In Honduras, mayor privatises waste sector and sacks 700 municipal workers

Multinational company demands exclusive rights over street cleaning, waste collection, transport and disposal at the landfill site in San Pedro Sula, the country’s second biggest city. Many trade union representatives among those dismissed.

On 30 April, in an unexpected and disrespectful move and without first informing SIDEYTMS, the trade union representing municipal workers, the mayor of San Pedro Sula, Armando Caledonio, announced the dismissal of more than 700 municipal waste collection and street cleaning workers, ensuring full control of these services by Holding Eléctrica, the Central American company better known as SULAMBIENTE.

The case goes back to October 2001, when the city’s then mayor, Oscar Kilgore, did not implement a controversial concession granted by his predecessor to the company - a trading consortium formed in that year with support from the Inter-American Development Bank (IDB).

In 2016, after a court case lasting more than 15 years, the Supreme Court ruled that the contract with SULAMBIENTE was valid and ordered the municipality to pay the plaintiff about US$7 million in damages.
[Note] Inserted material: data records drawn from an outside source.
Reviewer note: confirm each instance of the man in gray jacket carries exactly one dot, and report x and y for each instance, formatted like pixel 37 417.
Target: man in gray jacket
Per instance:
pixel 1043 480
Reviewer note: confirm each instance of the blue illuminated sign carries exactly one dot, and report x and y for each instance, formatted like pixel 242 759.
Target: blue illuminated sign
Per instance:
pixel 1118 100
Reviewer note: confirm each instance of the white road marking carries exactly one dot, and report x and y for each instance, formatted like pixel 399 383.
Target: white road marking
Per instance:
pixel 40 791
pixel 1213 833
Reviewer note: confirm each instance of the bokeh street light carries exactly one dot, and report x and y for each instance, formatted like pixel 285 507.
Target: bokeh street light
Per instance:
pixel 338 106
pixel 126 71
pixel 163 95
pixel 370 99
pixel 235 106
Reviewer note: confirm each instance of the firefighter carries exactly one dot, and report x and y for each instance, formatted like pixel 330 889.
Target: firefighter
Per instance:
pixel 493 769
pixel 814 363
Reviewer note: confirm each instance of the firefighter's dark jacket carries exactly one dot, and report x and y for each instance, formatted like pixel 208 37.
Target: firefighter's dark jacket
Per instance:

The privatisation process countered the remunicipalisation of waste sector services that took place in 2003.


Call for reinstatement

Despite a campaign and legal action against the dismissals undertaken by SIDEYTMS and protests by other trade unions and social movements in the city, none of the dismissed workers have been reinstated, which makes it difficult for them to apply for other jobs in the municipality.

The PSI’s General Secretary, Rosa Pavanelli, expressed support and solidarity with the struggle of the workers and their union SIDEYTMS. She told President Ramiro Amaya that the PSI will publicise the case internationally and will call on the mayor to protect the labour and human rights of the municipal waste sector workers and ensure respect for labour rights covered by ILO Conventions.
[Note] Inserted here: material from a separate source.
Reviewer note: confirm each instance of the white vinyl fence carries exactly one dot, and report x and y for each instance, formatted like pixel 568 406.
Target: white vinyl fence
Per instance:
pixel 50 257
She also said that the Confederation of Municipal Workers of the Americas (CONTRAM) will also publicise the complaints made by the union.

In 2017, in an Appeal to the Authorities (Spanish), the PSI Network of Waste Sector Workers in Latin America(Spanish), meeting in Bogota, Colombia, denounced the difficult working conditions, failure to respect rights and lack of decent work in the region’s municipal waste collection and management sector and called on mayors to fully recognise workers’ rights, guarantee their health and safety and “promote a local public service model for essential waste collection and management services in the interests of all rather than provide a business opportunity and income for some”.


Chronology

  1. The story began on 23 May 2001, when, eight months before the end of his term in office, the Mayor of San Pedro Sula privatised the management of about 1,000 tonnes/day of waste, granting a concession to SULAMBIENTE.
  2. On 27 February 2003, after pressure from the trade union and other civil society organisations in the city, the municipal council unanimously decided to annul the decision to award the contract to the company.
  3. In January 2004, SULAMBIENTE took legal action to claim damages in the San Pedro Sula Administrative Court, requesting:
  • Annulation of administrative order N°32 point N°2 dated 27 February 2003, which cancelled the 2001 tendering process and;
  • Payment of damages totalling US$ 6,682,919, including equipment costs.
  1. In January 2005, the San Pedro Sula Administrative Court instructed the Municipality of San Pedro Sula to pay US$8.2 million to SULAMBIENTE and annul the administrative order that cancelled the tendering process of September 2001.
  2. Once the ruling had been confirmed, city councillors approved a motion on 19 April 2005, authorising the then mayor (Oscar Kilgore) to start negotiations to resolve the dispute through conciliation.
  3. As the negotiations were not successful, the National Congress approved a new contract between the Municipality of Pedro Sula and SULAMBIENTE.
  4. A new municipal agreement on 22 October 2014 awarded a multi-million dollar contract to SULAMBIENTE for a period of 15 years, after compliance with an international tendering process.
  5. At the start of 2015, a group of social movements and trade unions, with the PSI’s support, organised a major campaign against this decision.
  6. On 30 April 2018, unexpectedly and without notifying the union, SIDEYTMS, the municipality dismissed 700 workers from the waste unit.
  7. There were a number of trade union representatives among the 700 dismissed workers.